I know I’m always going on about the lack of opportunities for women directors, and then Kathryn Bigelow had to go ahead and win the first female director Oscar as well as take best picture. Nevertheless, women directors are still few and far between in so far as regular output and name recognition, at least in America. Yet here comes one of the “regulars” Nicole Holofcener, an auterist in the tradition of Woody Allen and Spike Lee, a director who favors minimalist character studies from the neurotic female perspective, as demonstrated by first two features, Lovely and Amazing and Walking and Talking. In a similar vein, her biggest, movie star, film was Friends With Money, starring Jennifer Aniston.
Maybe it’s because no one has offered Iron Man, but it seems like Holofcener has developed a particularly and peculiarly personal language in her films that nonetheless somehow rings true. This time the experience is channeled via Kate, here played by jittery Holofcener muse, Catherine Keener. Kate/Keener is the female, wasp, gen-X tribute to some of Allen’s better characters. Kate lives in a spacious 5th avenue apartment with her husband Alex (Oliver Platt) and their daughter Abby (Sarah Steele.) They recently purchased the apartment of their elderly and ailing next door neighbor, Andra (Ann Guilbert), the sort of mean old bat grandma who seems angry to still be alive when her body doesn’t work and all of her friends are already dead. Kate and Alex can afford this expensive real estate because they buy up furniture at estate sales, then mark it up and resell it at their hip little furniture shop. Whereas Woody Allen’s guilt was, perhaps, traceable to Jewish diaspora, and post World War II survival, Kate’s is of the free floating liberal and privileged sort. This prompts Kate, for example, to compulsively give money to the homeless people she passes daily, something which irritates her teenage daughter who, at one point grabs a $20 bill destined for a street denizen.
While Kate grapples with her many sources of guilt, including waiting for Andra to permanently vacate the adjacent space, we get little insight on what is actually going on there.
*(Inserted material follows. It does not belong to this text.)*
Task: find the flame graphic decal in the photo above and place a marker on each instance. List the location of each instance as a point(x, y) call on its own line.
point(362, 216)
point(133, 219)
Andra’s two granddaughters, Rebecca (Rebecca Hall), a nerdy radiology technician, and Mary (Amanda Peet) a perpetually tanned aesthetician, take turns caring for her. In a comically awkward scene, the result of Kate’s guild, everyone sits around a dinner table at Kate and Alex’s place, inadvertently and sometimes intentionally insulting each other. Everyone knew it was a bad idea but they all showed up anyway.
What’s refreshingly different about this the kind of intimate urban fantasy with it’s 5th Avenue apartments, cabs and costly lifestyle, is the way in which it invites us into the pleasurable comforts of that world and then needles us every step of the way. No character is despicable, even Audra has a little of her softness left, yet every one of them demonstrates some irritatingly self centered, foolish, mean, and/or passively aggressive behavior. To all of those angry Republicans who have hijacked my home town symbol of the American Revolution, I offer this film as potent a symbol of our values as any Palin narrated documentary - caught between a sense of entitlement and a responsibility for the cost of our comforts.
Please Give opens April 30, 2010.
Written and directed by Nicole Holofcener; produced by Anthony Bregman; Director of Photography, Yaron Orbach; edited by Robert Frazen; music by Marcelo Zarvos. Released by Sony Pictures Classics. Running time: 90 minutes.
With: Catherine Keener (Kate); Amanda Peet (Mary); Oliver Platt (Alex); Rebecca Hall (Rebecca); Sarah Steele (Abby); Ann Guilbert (Andra) and Thomas Ian Nicholas (Eugene.)